Tough plants for a tough place - the voice of Mark Tester

26.12.22 09:11 AM By Voices of Future Generations

Tough plants for a tough place

I hope you’ve eaten today. And yesterday.


Do you know - all your food comes from plants, or from animals that have eaten plants. Without plants, there’d be no life – no us!


For all our food, we need to be able to grow plants – lots of them. Billions of them.


But in the Middle East, and many other hot dry places around the world, it is really hard to grow plants for food – they need water, and often it is too hot outside, so we have to grow them inside, such as in greenhouses.


Do you know that for us to have a bowl of tomatoes on our table, we need to use huge amounts of water – the water for that bowl of tomatoes can weigh more than both of your parents put together!


And for just 1 little date, you need 50 big (1 liter) bottles of water!! That’s a LOT of water just for one date.

But we can also find plants that do better in these tough conditions – we need tough plants! Plants that can grow in the heat; in salty soil; in dry soil.

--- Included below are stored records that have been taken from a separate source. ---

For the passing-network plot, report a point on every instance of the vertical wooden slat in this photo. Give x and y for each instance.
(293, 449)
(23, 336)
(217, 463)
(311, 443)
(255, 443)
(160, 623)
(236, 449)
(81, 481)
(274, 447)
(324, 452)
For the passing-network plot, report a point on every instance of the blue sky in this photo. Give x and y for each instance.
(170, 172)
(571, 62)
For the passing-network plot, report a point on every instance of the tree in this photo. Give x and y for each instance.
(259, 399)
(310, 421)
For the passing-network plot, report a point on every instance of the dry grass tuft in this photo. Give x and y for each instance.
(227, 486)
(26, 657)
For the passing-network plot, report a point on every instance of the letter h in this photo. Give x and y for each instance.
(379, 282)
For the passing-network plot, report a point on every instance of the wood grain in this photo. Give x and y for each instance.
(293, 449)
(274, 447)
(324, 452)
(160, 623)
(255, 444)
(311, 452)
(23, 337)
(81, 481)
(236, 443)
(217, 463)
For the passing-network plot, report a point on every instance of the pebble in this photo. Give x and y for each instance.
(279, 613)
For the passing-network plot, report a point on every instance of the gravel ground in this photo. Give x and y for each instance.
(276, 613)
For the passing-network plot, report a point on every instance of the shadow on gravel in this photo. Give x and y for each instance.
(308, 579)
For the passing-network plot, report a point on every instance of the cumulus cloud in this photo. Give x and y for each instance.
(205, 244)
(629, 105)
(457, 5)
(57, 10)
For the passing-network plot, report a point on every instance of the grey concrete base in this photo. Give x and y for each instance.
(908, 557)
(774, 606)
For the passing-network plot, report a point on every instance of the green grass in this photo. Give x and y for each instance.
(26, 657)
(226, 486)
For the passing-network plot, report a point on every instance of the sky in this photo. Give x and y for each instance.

And there are plants that can do this. Just look around you, and you’ll see some plants somewhere fairly near you – and often in a really dry spot, and really hot. Check ‘em out – how can they do that?! Some plants can even grow in seawater.


What some researchers are doing is getting these tough plants, and turn them into crops – make them useful for us, so we can eat them or put them to other uses that help us.


And some researchers are trying to work how the tough plants out there manage to grow in tough places – and see if they can make existing crops, like wheat, tougher.


These are the sorts of things that I have been doing for quite a long time now.


And now I have started a company to be able to grow lots of these plants so everyone can benefit from all this work. And so the environment can benefit, too – because if we can grow plants – our food – in a way that uses less water and emits less greenhouse gases, that is good for the planet, as well as you.


Enjoy your dinner!


Voice of Mark Tester

Mark Tester loves understanding how plants work, especially in tough conditions where it is hot, dry and salty. He is a professor at KAUST, and has also worked at the Universities of Adelaide and Cambridge. He co-Founded Red Sea Farms, now known as RedSea, and is now enjoying developing saltwater-based agricultural systems, to improve the sustainability of food production."
 

Favourite book right now?   A Modern History of Ancient Trees, by Jared Farmer

 Favourite animal/ life form?   Plants!

 Favourite hero/heroine?              The Huxley family – relentlessly amazing!